For ‘Peripheral Lover’, a song about the tentative start of a queer relationship and the heartbreak of emotional delay, Gordi did something radical: she stripped it all back. “It had existed in a number of forms,” she says. “It just wasn’t working. I felt like I was trying too hard. So I zoomed out, changed a couple of chords, and suddenly it unlocked.”
She wrote “KISS” – keep it simple, stupid – on a Post-it note above her desk in Melbourne. “That’s not a philosophy I embrace often,” she laughs. “But sometimes the simplest version is the truest one.”
In the accompanying video, Gordi drags a DIY kissing booth around Dallas, Texas, inviting strangers to share a moment of spontaneous affection. “We put a call out to any non-male queer people who’d be up for coming to the shoot and making out with a total stranger,” she grins. “Unsurprisingly, an abundance of people showed up. And they all went for drinks together after. It burst my heart open.”
“I’m working on the record that’s going to come after this”
If ‘Like Plasticine’ is about change, it’s one grounded in context – and Gordi’s context is a uniquely dual one. For years, she’s balanced music with her work as a doctor, including shifts on the pandemic frontlines in remote Australian hospitals. It’s a dual identity that lends songs like ‘PVC Divide’ and ‘Automatic’ their aching specificity.
“I had a front-row seat to the grief of many people,” she says. “Every other week, I was flying to a new town to fill in shifts at understaffed hospitals. It was a time when so much was out of our control. For many of those hours I dwelled on the concept of ‘Like Plasticine’ – how much we are at the mercy of our context, how much we can withstand.”
Fatigue, naturally, followed. “Not unexpected,” she adds. “I worked on a lot of these songs with various collaborators and eventually brought them all home with me and sat in a room by myself finishing the record for about six months. It’s a challenge not to have your ears totally fatigue when you’ve been working on the same songs for that period of time.”
Alongside her solo work, Gordi has collaborated with a genre-defying list of artists – Bon Iver, Phoebe Bridgers, Julien Baker, Troye Sivan – and even co-wrote the theme for Oscar-nominated animated film The Mitchells vs the Machines. But she’s clear: whether she’s scoring a movie or writing from her soul, it’s always about the feeling.
“Writing for visual media gives you ready-made inspiration,” she explains. “The story is already there, and I’m just trying to expand on it and provide a particular perspective. It’s a different approach to writing because you’re trying to meet a brief, and it feels like creative problem-solving. Both the songs for Three Months and The Mitchells vs the Machines were a real joy to create.

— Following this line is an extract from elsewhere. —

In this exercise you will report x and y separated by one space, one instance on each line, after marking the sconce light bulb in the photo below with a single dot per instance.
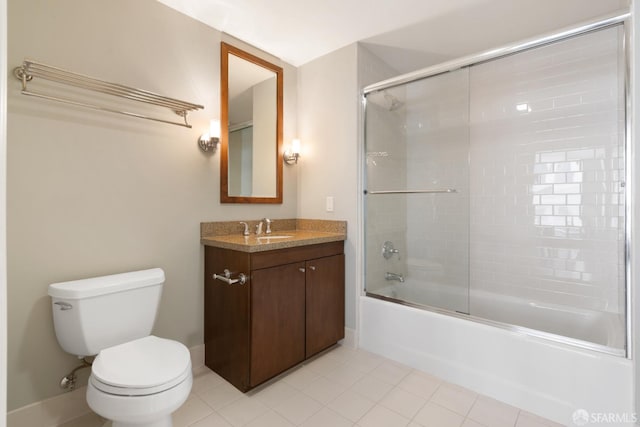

That clarity of focus bleeds into her future ambitions, too. “I’m always making something,” she says. “I’m working on the record that’s going to come after this. I’ve been making music with various friends, and I’ve been producing some work for other artists.”
With ‘Like Plasticine’, Gordi doesn’t just document change – she embodies it. Whether she’s crafting delicate folk with SOAK, layering synths in a Sydney church, or gently holding strangers’ hands during lockdown, her work pulses with a rare, radiant empathy.
Gordi’s album ‘Like Plasticine’ is out 8th August.